Entenda os valores propostos para residentes e turistas
A estrutura financeira do projeto original era dividida em duas frentes principais para garantir a arrecadação necessária. O foco estava tanto nos cidadãos locais quanto nos visitantes que levam seus cães para passear na região alpina.
- Cobrança anual fixa para moradores locais por cada animal registrado.
- Taxa de permanência diária aplicada a turistas com animais de estimação.
- Destinação dos recursos para a higienização de vias públicas e parques.
- Investimento na construção de cercados e áreas de lazer exclusivas para cães.
- Manutenção de sistemas de fiscalização para garantir o cumprimento das leis.

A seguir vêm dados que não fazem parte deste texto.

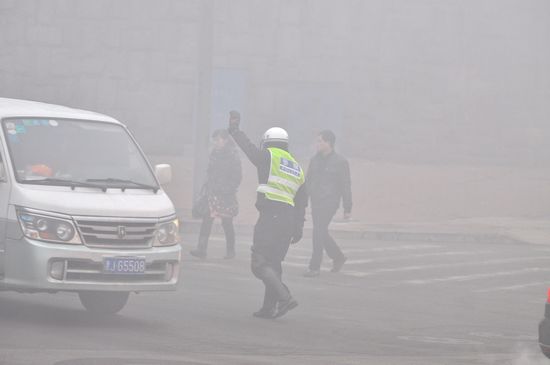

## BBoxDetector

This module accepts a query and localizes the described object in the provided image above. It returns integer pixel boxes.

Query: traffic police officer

Tabela comparativa de custos e multas na região de Bolzano

Para facilitar a visualização dos impactos financeiros que a nova taxa de pets traria, preparamos uma comparação entre as taxas sugeridas e as penalidades já existentes por descumprimento de normas de higiene.
| Categoria de Custo | Valor Aproximado (Euros) | Valor Convertido (Reais) | Frequência da Cobrança |
| Taxa para Moradores | 100,00 | 625,00 | Anual |
| Taxa para Turistas | 1,50 | 9,40 | Diária |
| Multa por Sujeira (Mínima) | 200,00 | 1.250,00 | Por Infração |
| Multa por Sujeira (Máxima) | 600,00 | 3.750,00 | Por Infração |
Reação das entidades de proteção e polêmica política
A proposta não foi bem recebida por organizações de defesa dos animais, como a ENPA. O argumento central dos críticos é que transformar animais em contribuintes fiscais é uma medida injusta que penaliza famílias responsáveis. Além disso, houve o receio de que o turismo local fosse prejudicado, já que muitos viajantes evitariam destinos que impõem custos extras para seus companheiros de quatro patas. A pressão popular foi um fator determinante para que o governo reconsiderasse a viabilidade da proposta antes de sua implementação definitiva.

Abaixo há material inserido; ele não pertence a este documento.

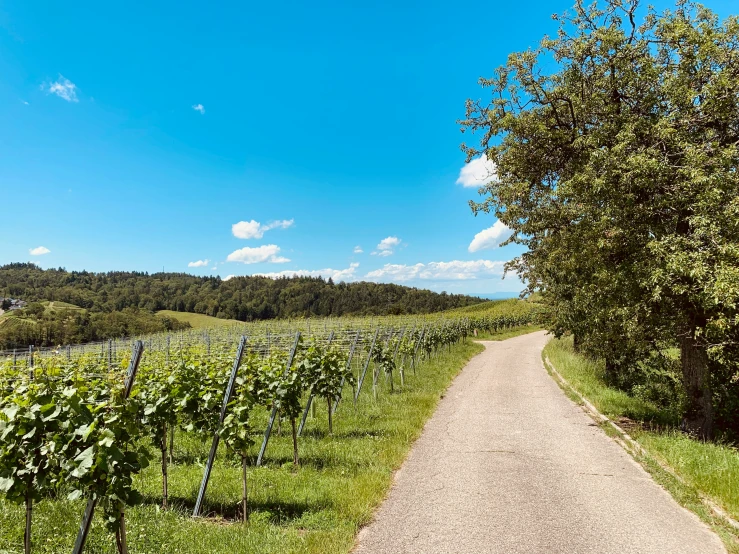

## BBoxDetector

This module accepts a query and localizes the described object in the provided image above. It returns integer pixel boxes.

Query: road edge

O destino final do projeto e o recuo do governo
Após semanas de debates acalorados e falta de consenso entre os partidos políticos, o secretário provincial decidiu retirar o projeto de lei de pauta. Isso significa que, por enquanto, a implementação da nova taxa de pets prevista para 2026 está descartada. Os moradores de Bolzano e os turistas que frequentam a região não precisarão arcar com esses custos adicionais. No entanto, o governo reforçou que a desistência da taxa não elimina as responsabilidades civis dos donos, mantendo a vigilância sobre a limpeza das ruas.

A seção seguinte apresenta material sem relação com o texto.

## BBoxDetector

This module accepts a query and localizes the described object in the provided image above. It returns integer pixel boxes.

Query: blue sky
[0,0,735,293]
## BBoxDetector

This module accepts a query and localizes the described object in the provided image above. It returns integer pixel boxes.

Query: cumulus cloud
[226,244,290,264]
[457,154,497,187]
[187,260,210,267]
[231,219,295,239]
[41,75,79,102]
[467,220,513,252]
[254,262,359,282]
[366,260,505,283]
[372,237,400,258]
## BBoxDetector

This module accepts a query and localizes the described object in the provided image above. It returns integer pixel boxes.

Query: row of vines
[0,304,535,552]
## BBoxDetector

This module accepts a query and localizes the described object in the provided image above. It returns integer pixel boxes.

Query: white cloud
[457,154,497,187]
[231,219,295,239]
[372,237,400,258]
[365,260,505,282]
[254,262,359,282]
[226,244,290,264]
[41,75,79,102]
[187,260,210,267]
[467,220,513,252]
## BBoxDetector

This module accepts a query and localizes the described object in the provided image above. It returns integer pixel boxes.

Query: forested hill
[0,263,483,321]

Regras de convivência que permanecem em vigor na Itália
Mesmo sem a taxa anual, as leis italianas continuam sendo rigorosas quanto ao comportamento dos tutores em espaços públicos. A obrigação de recolher os dejetos dos animais é uma regra inegociável em quase todo o território europeu. As autoridades locais pretendem investir mais em campanhas de conscientização e educação em vez de apenas aplicar medidas punitivas financeiras. Portanto, quem visita a região deve estar atento às placas de sinalização e carregar sempre os acessórios necessários para a higienização após os passeios.